This post was written as a follow up to my ‘four reasons’ post, as a first step in the move from problem analysis to solution building. It was originally written at the request of Jules Peck and Robert Phillips at Jericho Chambers, and published by them as a Jericho ‘guest polemic’.
I think we stand at a moment in time where the narrative of our society needs fundamental change. As I’ve written elsewhere, in a globalised world with globalised problems, the idea that the role of the individual is to participate merely as a Consumer is fundamentally flawed. We need to be allowed the freedom to see ourselves as Citizens, able and encouraged to take part in deciding the terms of our society, not just choosing what to buy at the end of the chain.
Some might think this is mere irrelevant wordplay. It’s not.
Language matters. Priming experiments in the field of social psychology have shown that as little as a single word can significantly shift our behaviour. When a thousand people answered a social and environmental attitudes survey, five hundred were told it was a ‘Consumer Study’, five hundred it was a ‘Citizen Study’. Those answering as Consumers exhibited significantly higher self-interest and lower social and environmental motivation. What impact, then, the thousands of times a day the average person is exposed to Consumer messaging?
What we need, I propose, is to put the Consumer back in his place, as one important – but far from exclusive – role of the Citizen. At present the situation is the reverse. The public story of our society today is that people are Consumers.

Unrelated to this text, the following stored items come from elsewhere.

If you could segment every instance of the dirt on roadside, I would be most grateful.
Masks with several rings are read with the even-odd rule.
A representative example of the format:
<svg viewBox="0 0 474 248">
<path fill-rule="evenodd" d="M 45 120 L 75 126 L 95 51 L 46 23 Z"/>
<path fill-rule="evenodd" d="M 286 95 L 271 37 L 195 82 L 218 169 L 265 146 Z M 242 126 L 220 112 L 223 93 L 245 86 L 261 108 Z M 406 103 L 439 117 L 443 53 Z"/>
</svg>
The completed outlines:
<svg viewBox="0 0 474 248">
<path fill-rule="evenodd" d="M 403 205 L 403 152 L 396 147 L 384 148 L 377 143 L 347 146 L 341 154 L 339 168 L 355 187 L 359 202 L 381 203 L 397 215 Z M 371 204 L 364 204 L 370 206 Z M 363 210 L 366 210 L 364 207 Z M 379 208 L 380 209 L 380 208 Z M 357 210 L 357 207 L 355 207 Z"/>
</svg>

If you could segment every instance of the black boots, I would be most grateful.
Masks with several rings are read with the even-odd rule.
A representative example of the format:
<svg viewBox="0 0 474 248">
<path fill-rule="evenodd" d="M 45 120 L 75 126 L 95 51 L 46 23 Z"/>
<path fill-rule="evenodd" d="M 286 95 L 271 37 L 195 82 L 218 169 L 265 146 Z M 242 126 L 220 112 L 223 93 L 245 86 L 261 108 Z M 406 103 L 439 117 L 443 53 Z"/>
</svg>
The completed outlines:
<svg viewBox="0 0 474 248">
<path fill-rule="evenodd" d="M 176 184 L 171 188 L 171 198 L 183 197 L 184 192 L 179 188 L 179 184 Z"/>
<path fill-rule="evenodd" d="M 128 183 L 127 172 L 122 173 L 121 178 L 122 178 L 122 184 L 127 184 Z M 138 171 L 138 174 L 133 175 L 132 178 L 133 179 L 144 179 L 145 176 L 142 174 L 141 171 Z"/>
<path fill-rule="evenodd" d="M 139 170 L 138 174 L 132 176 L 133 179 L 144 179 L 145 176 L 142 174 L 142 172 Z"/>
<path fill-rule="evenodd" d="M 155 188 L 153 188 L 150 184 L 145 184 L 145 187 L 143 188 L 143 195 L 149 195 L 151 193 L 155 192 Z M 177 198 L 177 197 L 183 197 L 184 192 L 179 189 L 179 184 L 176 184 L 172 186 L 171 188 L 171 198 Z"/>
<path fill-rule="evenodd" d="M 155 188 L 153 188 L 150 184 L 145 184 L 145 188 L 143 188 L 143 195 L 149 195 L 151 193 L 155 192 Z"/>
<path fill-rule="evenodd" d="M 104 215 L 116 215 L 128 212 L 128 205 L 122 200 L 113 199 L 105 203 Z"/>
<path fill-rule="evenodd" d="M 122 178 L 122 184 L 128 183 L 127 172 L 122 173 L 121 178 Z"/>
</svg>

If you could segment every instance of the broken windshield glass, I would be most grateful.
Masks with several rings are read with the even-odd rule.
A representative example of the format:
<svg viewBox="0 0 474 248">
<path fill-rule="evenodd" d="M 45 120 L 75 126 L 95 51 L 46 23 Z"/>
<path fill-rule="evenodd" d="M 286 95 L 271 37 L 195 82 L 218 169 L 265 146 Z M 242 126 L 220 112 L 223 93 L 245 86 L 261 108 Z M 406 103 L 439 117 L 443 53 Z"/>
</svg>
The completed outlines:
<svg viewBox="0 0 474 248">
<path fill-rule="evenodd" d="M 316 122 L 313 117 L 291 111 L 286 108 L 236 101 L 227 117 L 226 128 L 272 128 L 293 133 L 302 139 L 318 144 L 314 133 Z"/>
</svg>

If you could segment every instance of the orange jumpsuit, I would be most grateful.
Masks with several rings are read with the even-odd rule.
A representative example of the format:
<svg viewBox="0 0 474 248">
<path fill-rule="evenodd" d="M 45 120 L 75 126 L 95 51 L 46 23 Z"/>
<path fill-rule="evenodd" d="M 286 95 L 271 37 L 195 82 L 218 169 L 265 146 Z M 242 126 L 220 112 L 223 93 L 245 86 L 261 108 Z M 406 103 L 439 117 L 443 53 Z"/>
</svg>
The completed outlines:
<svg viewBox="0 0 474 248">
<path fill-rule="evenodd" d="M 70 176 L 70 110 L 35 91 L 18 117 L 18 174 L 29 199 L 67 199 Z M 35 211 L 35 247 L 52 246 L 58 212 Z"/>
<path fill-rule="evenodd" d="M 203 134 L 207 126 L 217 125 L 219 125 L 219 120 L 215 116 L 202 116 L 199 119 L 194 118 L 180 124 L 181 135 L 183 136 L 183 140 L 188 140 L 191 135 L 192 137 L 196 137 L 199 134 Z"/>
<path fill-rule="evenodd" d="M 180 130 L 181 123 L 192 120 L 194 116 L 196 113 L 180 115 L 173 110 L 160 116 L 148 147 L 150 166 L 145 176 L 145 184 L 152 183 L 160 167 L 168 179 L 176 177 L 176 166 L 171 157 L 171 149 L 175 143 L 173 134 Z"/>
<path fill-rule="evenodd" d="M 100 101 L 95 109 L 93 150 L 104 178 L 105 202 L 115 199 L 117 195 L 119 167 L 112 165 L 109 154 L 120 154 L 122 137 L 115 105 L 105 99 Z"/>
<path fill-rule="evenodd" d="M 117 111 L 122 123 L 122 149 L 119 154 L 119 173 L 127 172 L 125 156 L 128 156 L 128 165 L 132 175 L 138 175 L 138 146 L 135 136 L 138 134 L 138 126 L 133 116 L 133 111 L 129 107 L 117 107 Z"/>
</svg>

Even voting, the most basic act of the Citizen, has become more an act of the Consumer, with political parties competing to sell packages they claim will be better for us as individuals than the alternatives on the table.
In this context, to reclaim and reinvent the idea of the Citizen is essential, but difficult. It is also eminently possible. The very idea of the Consumer has only existed for the last century at most, and the ill-defined concept of Consumerism arguably emerged only in the aftermath of World War II. It is not who we are in our private lives. We are and always have been parents, lovers, friends. Human nature is not as selfish as we tell ourselves when we belittle ourselves with the label of Consumer, and herein lies the hope. For this is simply a matter of allowing our better nature to assert itself.
Of course, this will not just happen. It will require some major changes. I am no more qualified than anyone else to say how this will work, but in the spirit of thinking aloud and starting the debate, here are the three areas for work that I have come up with so far:
First, we must create the space for us to think of ourselves as something other than Consumers. If Consumerism were a religion, advertising would be our call to prayer; various studies put the number of times a day we hear it at anywhere between 1500 and 5000. It is not just advertising – in media editorial too we refer to ourselves routinely as Consumers – and implementation would be fraught with difficulty, but even symbolic restrictions on where advertising can be in our lives would send a clear signal as to the society we want. I also happen to believe such restrictions, for example on advertising to children, would be in the direct self-interest of the industry. The mandate to operate where the frame of Consumer is appropriate would be far clearer, the eternal suspicion of the industry’s role much decreased.
Second, we need the public service institutions that should not treat us and think of us as Consumers to stop doing so. This counts for the political parties, who need to respect our judgement, intelligence, and capacity for broader than blinkered self interest; but also for such organisations as the BBC, the NHS, and even the National Trust. These organisations have an incredible opportunity to treat us as Citizens, as members and participants in shared projects rather than passive recipients of their output. They will gain respect, loyalty and financial viability for doing so.
Third, we need businesses to find their role in this new world. Business has become used to being dominant in the Consumer society, its interests key in all public decision-making. Humility will be required. Business is not the be-all-and-end-all, and even ‘good’ business will need to embrace a lowering of its status.
But that is not to say business does not have a role in the Citizen society. It most certainly does.
The best businesses will embrace the shift, delving back into their original reasons for existence (most of which were originally, after all, for public rather than shareholder benefit) and engaging with Citizens to help them figure out how best to fulfil that purpose. This is a shift that says ‘yes, and…’ to businesses that want to do the right thing, not ‘no, but…’
It might see supermarkets actively engaging with us as Citizens to decide whether extending the growing season of fruit and veg is really worth the energy implications, rather than simply taking the market logic that Consumer sales would rise as reason enough to push on. It might see sustainability leaders engage openly with and publicly endorse the role of ‘protest’ NGOs in holding them to account, endorsing the role of civil society rather than lampooning it as the Rainforest Alliance did recently.
Above all, in every organisation of every sort, the creative minds will have a more interesting question to ask: not just how can we sell more to Consumers, but how can we engage with Citizens in order to fulfil our purpose?